Seaga's challenge: disarm Jamaica's bully boys
Kingston, Jamaica — "Gentle animosity used to be the norm in jamaican politics," Neville Shields was saying as we crouched against a wall in the courtyard of Kingston General Hospital during a gun battle between the bully boys of the island's two political parties.
"But now it has become open hostility."
Shields, a laboratory technician at the hospital, laments the deterioration.
"It's sad, really, that Jamaica should have come to this."
A majority of Jamaicans appear to agree. Many voters in last week's parliamentary election cited the escalating violence on the Caribbean island as a major reason for their overwhelming support of the jamaica Labour Party (JLP).
The JLP scored a sweep in the balloting, winning 51 of 60 parliamentary seats , up from 13 in the last Parliament, and propelling its leader, Edward Seaga, into the prime ministership. He was sworn in nov. 1.
One of Seaga's first tasks as prime minister is somehow finding a way to cut down on the violence. No one here thinks it will be eliminated quickly, but there is hope that it will be lessened significantly in the weeks ahead. Much depends on the prime minister and his ability to get control of the 25,000 or more illegal weapons in the country.
Seaga must also control his own supporters, who are as responsible for the violence as are those who supported former Prime Minister michael Manley and his People's National Party during the past 8 1/2 years.
The bully boys of the two parties, many of them without work and bearing grudges against their counterparts, are the real culprits. Some members of both parties -- although neither Manly nor Seaga -- have condoned the violence.
Nearly 725 persons have been killed this year alone. Even on election day, 11 more died by violence, including a policeman. Certain sections of Kingston, mostly the ghettos of West kingston, are particularly trouble-racked.
As the firing subsided at the hospital election-day afternoon, Mr. Shields commented that he worried about such warfare every day.
The hospital is located in a no man's land in West Kingston between a sector that is dominated by JLP supporters and another district controlled by guns of the PNP.

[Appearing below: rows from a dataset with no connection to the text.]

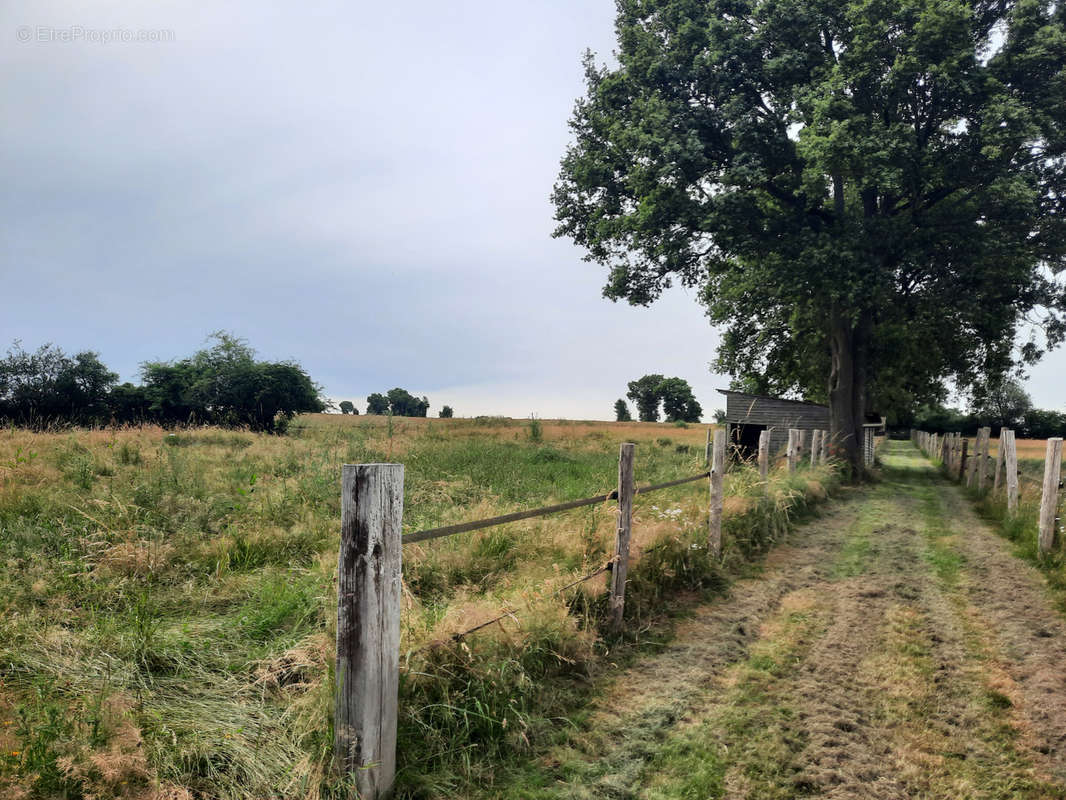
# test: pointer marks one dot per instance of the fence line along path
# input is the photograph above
(960, 465)
(369, 591)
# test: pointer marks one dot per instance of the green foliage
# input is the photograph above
(648, 393)
(875, 186)
(645, 394)
(1001, 403)
(377, 403)
(1043, 424)
(399, 402)
(48, 386)
(402, 403)
(225, 385)
(936, 418)
(679, 403)
(535, 429)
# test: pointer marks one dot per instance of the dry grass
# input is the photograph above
(167, 603)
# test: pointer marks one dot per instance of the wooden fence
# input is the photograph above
(369, 589)
(973, 468)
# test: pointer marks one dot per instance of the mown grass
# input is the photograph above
(167, 602)
(1022, 526)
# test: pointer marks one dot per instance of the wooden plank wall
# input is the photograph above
(777, 415)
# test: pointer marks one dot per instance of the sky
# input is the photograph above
(361, 188)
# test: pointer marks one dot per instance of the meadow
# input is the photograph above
(167, 602)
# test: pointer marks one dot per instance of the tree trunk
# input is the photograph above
(848, 377)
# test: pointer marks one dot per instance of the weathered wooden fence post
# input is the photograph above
(368, 626)
(999, 461)
(1011, 467)
(763, 453)
(984, 441)
(1049, 498)
(717, 493)
(971, 462)
(620, 568)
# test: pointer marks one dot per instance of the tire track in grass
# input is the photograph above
(858, 666)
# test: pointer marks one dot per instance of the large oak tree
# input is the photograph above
(869, 193)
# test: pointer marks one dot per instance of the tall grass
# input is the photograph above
(167, 600)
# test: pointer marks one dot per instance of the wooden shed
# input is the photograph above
(748, 415)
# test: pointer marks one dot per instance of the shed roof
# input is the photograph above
(775, 399)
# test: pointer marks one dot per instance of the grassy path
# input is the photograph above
(892, 649)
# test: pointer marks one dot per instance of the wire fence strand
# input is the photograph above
(450, 530)
(512, 611)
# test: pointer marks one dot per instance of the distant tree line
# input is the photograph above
(399, 402)
(222, 384)
(383, 403)
(648, 393)
(1003, 404)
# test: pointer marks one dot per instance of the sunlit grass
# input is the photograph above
(167, 598)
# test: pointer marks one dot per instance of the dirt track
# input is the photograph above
(892, 649)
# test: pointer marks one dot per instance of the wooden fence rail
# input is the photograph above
(369, 601)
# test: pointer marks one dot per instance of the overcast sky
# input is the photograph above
(361, 188)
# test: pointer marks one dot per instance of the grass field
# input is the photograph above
(167, 600)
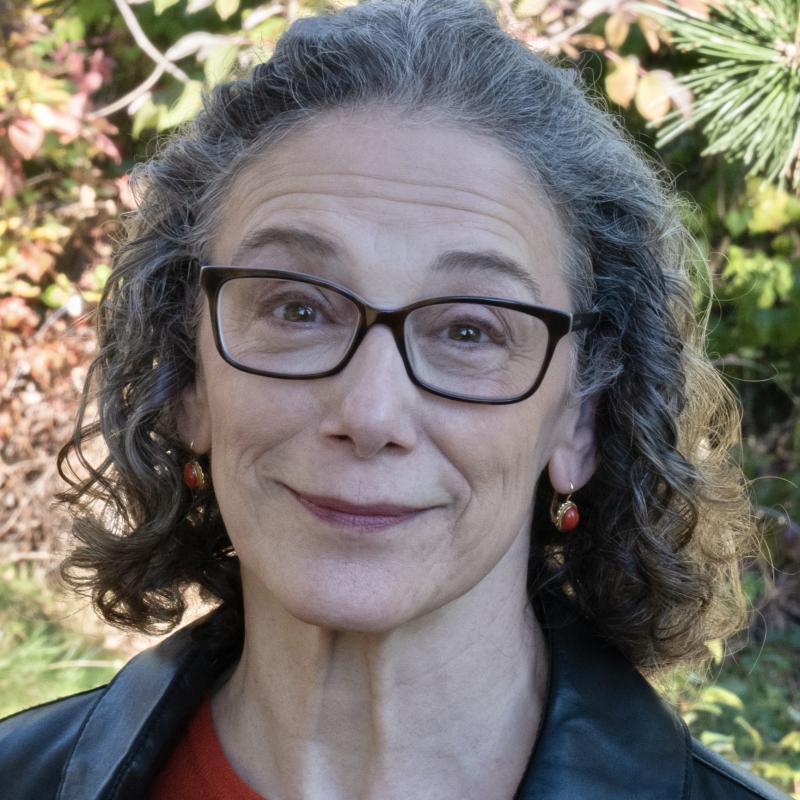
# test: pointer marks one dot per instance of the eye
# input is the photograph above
(466, 333)
(297, 312)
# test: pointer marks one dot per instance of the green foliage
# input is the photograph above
(40, 658)
(744, 716)
(747, 87)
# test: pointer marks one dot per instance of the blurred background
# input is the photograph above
(710, 88)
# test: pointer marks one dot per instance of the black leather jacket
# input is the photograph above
(605, 734)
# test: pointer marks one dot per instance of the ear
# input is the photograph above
(574, 458)
(193, 418)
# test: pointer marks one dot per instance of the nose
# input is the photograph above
(372, 399)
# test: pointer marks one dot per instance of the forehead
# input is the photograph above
(392, 194)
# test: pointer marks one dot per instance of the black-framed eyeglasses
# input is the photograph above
(290, 325)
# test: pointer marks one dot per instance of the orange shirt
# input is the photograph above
(198, 768)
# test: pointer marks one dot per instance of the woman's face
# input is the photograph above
(290, 457)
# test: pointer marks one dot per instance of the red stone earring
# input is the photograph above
(564, 513)
(193, 474)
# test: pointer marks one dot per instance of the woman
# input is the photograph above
(399, 365)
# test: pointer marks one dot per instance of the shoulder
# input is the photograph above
(35, 744)
(713, 777)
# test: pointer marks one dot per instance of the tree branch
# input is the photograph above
(140, 37)
(130, 97)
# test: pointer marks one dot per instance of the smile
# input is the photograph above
(344, 514)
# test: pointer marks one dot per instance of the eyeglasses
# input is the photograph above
(294, 326)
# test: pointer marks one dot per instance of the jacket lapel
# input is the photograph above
(133, 727)
(605, 734)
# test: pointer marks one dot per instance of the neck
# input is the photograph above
(445, 706)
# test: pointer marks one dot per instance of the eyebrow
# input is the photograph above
(320, 246)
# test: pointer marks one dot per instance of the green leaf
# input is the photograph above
(718, 742)
(792, 740)
(184, 108)
(226, 8)
(755, 736)
(776, 772)
(219, 63)
(717, 649)
(718, 695)
(160, 6)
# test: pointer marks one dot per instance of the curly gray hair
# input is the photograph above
(656, 565)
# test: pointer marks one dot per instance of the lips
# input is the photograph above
(340, 512)
(370, 510)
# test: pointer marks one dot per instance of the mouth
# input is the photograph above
(342, 513)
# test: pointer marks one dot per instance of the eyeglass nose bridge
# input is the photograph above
(395, 321)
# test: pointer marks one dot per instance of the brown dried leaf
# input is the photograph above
(650, 31)
(621, 81)
(653, 95)
(26, 137)
(616, 29)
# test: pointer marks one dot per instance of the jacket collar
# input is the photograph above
(134, 725)
(605, 733)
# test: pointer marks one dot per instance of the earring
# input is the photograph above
(194, 475)
(564, 513)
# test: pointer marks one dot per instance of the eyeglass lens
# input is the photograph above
(293, 328)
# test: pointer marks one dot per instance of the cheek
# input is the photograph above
(252, 418)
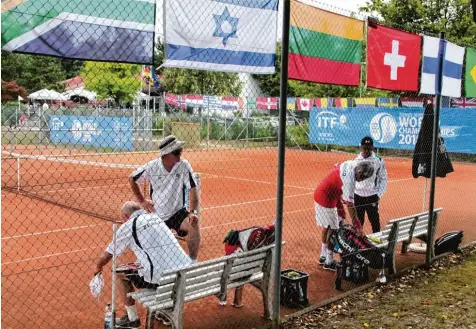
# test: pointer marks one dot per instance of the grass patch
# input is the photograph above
(444, 297)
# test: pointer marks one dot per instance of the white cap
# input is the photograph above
(170, 144)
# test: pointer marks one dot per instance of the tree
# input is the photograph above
(71, 67)
(188, 81)
(269, 84)
(119, 81)
(33, 72)
(11, 90)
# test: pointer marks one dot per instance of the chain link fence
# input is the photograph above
(86, 148)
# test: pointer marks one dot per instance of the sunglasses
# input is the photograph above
(177, 152)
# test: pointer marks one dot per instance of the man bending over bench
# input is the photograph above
(340, 183)
(156, 248)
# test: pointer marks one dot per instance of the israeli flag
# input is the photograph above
(221, 35)
(434, 49)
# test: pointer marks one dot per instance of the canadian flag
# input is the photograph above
(266, 103)
(175, 100)
(393, 58)
(305, 104)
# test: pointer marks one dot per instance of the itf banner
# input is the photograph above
(112, 132)
(393, 128)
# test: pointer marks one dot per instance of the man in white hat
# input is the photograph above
(169, 177)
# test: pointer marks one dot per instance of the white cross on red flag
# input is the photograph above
(393, 59)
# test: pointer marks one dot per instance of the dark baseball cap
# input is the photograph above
(367, 141)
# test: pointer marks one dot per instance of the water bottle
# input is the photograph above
(108, 317)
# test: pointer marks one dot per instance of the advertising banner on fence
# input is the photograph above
(393, 128)
(111, 132)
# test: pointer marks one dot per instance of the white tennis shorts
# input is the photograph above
(326, 217)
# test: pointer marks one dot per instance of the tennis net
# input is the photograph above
(92, 187)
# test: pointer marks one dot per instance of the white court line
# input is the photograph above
(253, 219)
(48, 256)
(256, 181)
(74, 228)
(250, 202)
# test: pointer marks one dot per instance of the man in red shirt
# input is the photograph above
(338, 188)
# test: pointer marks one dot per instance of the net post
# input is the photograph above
(18, 174)
(113, 303)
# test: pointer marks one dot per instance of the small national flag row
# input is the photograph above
(392, 55)
(306, 104)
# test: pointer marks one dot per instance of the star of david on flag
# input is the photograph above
(435, 50)
(222, 21)
(223, 35)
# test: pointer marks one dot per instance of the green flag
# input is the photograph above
(470, 76)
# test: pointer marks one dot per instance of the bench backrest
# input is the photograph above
(414, 225)
(211, 277)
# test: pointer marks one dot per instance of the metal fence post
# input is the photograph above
(281, 159)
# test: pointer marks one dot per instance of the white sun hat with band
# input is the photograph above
(170, 144)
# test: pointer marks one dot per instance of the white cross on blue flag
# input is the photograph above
(221, 35)
(434, 49)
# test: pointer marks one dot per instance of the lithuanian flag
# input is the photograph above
(323, 46)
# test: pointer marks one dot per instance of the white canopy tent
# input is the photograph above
(46, 94)
(80, 92)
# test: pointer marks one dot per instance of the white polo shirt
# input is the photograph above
(159, 250)
(377, 183)
(167, 188)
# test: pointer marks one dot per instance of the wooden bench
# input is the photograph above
(403, 230)
(209, 278)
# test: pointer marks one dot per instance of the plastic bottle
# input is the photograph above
(108, 317)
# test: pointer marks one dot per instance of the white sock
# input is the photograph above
(132, 312)
(329, 257)
(324, 250)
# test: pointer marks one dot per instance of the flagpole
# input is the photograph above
(434, 158)
(283, 91)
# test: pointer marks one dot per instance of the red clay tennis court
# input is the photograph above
(57, 209)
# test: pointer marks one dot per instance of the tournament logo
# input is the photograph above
(383, 127)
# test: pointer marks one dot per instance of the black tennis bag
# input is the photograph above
(359, 249)
(449, 241)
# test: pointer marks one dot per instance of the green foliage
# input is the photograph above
(11, 90)
(11, 113)
(33, 72)
(182, 81)
(118, 81)
(269, 84)
(186, 81)
(298, 135)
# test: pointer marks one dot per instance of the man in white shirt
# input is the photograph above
(156, 248)
(169, 178)
(369, 192)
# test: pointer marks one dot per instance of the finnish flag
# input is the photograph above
(221, 35)
(433, 50)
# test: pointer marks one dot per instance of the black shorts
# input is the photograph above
(176, 221)
(139, 281)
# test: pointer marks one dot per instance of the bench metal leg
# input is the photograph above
(149, 320)
(392, 243)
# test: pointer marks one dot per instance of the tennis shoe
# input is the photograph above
(322, 260)
(331, 267)
(124, 322)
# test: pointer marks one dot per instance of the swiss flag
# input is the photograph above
(305, 104)
(393, 59)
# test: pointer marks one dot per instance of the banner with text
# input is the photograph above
(111, 132)
(393, 128)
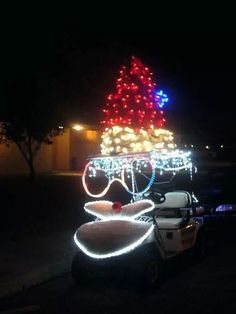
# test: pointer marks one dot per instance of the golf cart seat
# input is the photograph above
(167, 214)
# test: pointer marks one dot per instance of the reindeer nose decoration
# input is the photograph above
(117, 207)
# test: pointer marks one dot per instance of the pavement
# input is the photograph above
(34, 259)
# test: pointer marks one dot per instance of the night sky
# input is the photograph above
(73, 72)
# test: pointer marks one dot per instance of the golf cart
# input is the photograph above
(141, 235)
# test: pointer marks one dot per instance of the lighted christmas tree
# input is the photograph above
(133, 118)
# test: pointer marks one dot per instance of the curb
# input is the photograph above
(35, 277)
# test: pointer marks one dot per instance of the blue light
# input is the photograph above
(161, 98)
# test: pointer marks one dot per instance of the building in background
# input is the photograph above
(69, 151)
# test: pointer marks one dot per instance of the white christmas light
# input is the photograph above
(122, 251)
(123, 215)
(116, 167)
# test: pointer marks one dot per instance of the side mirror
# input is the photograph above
(186, 218)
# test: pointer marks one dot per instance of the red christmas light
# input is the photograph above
(134, 98)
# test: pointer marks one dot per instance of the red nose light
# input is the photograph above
(117, 207)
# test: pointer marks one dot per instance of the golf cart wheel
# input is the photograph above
(81, 271)
(153, 273)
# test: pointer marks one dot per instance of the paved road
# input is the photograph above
(205, 287)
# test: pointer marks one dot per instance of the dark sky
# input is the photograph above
(74, 72)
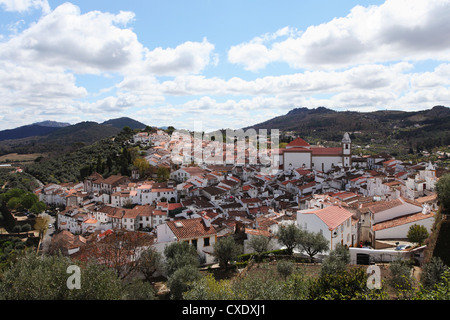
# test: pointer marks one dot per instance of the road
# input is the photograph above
(47, 238)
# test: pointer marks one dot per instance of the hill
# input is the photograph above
(58, 140)
(411, 129)
(25, 132)
(120, 123)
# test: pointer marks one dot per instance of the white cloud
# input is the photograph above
(25, 5)
(395, 30)
(187, 58)
(83, 43)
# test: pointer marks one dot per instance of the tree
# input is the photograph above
(208, 288)
(119, 251)
(180, 281)
(226, 250)
(417, 234)
(313, 243)
(289, 236)
(139, 290)
(336, 261)
(36, 277)
(142, 165)
(150, 262)
(178, 255)
(260, 243)
(432, 273)
(443, 192)
(162, 173)
(41, 224)
(400, 277)
(38, 207)
(285, 268)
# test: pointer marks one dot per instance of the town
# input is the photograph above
(365, 203)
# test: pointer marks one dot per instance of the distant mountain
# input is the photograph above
(85, 132)
(120, 123)
(26, 131)
(36, 129)
(427, 128)
(50, 123)
(38, 139)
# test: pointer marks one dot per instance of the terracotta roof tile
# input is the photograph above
(190, 228)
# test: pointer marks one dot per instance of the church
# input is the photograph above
(300, 154)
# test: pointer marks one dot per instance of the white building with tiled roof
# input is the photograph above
(198, 232)
(300, 154)
(333, 222)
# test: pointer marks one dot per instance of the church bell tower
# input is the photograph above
(346, 151)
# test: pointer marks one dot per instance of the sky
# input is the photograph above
(216, 64)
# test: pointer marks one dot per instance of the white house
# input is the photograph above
(198, 232)
(388, 210)
(398, 228)
(300, 154)
(333, 222)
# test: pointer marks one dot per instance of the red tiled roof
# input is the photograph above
(298, 142)
(332, 216)
(190, 228)
(401, 220)
(327, 151)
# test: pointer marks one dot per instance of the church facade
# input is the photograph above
(300, 154)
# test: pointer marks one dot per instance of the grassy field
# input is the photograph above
(19, 158)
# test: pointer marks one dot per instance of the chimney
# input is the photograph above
(206, 221)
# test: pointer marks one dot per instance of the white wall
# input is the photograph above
(401, 232)
(327, 162)
(395, 212)
(297, 159)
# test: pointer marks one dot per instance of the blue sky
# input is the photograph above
(220, 64)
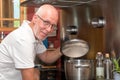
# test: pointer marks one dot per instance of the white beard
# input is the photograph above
(36, 31)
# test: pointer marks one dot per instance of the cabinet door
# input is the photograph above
(11, 14)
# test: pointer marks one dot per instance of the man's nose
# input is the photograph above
(49, 29)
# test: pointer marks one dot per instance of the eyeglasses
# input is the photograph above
(48, 24)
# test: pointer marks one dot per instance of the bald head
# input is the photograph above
(48, 11)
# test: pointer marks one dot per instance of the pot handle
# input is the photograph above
(82, 66)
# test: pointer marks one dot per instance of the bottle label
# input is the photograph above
(99, 71)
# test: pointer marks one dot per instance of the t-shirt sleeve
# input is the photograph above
(23, 54)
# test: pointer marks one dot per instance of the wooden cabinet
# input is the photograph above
(11, 14)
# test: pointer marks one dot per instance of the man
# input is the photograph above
(19, 48)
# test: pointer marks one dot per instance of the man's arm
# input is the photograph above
(28, 74)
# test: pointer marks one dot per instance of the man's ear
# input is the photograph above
(35, 18)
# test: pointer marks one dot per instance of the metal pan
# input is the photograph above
(75, 48)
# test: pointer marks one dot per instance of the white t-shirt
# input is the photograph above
(17, 51)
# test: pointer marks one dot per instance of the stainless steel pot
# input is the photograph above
(79, 69)
(75, 48)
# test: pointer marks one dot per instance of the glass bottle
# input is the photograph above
(99, 66)
(107, 67)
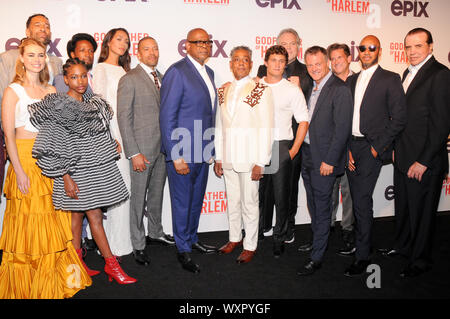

As it turned out, the battle at the hospital was not so serious as first thought. Two people were injured -- but some of the shooting was simply exuberant JLP boys greeting candidate Seaga, who was making an inspection tour of polling booths in the area.
Later that afternoon, fighting around the hospital resumed and intensified. PNP men at one point used the hospital grounds as cover to fire on JLP supporters. Later, the tables were turned as the JLP used the hospital for cover. All the while, police and others sought to keep the two sides apart.
The hospital area has continued to be a scene of fighting since election day. Three persons have been killed there in the past five days.
Kingston area police stations are repeatedly under siege. Snipers held police at bay for eight hours at the Hope Bay facility in West Kingston. Reinforcements finally got into the area and sent the snipers "scampering away to vanish into the rabbit warrens of the slums," as a police official termed it.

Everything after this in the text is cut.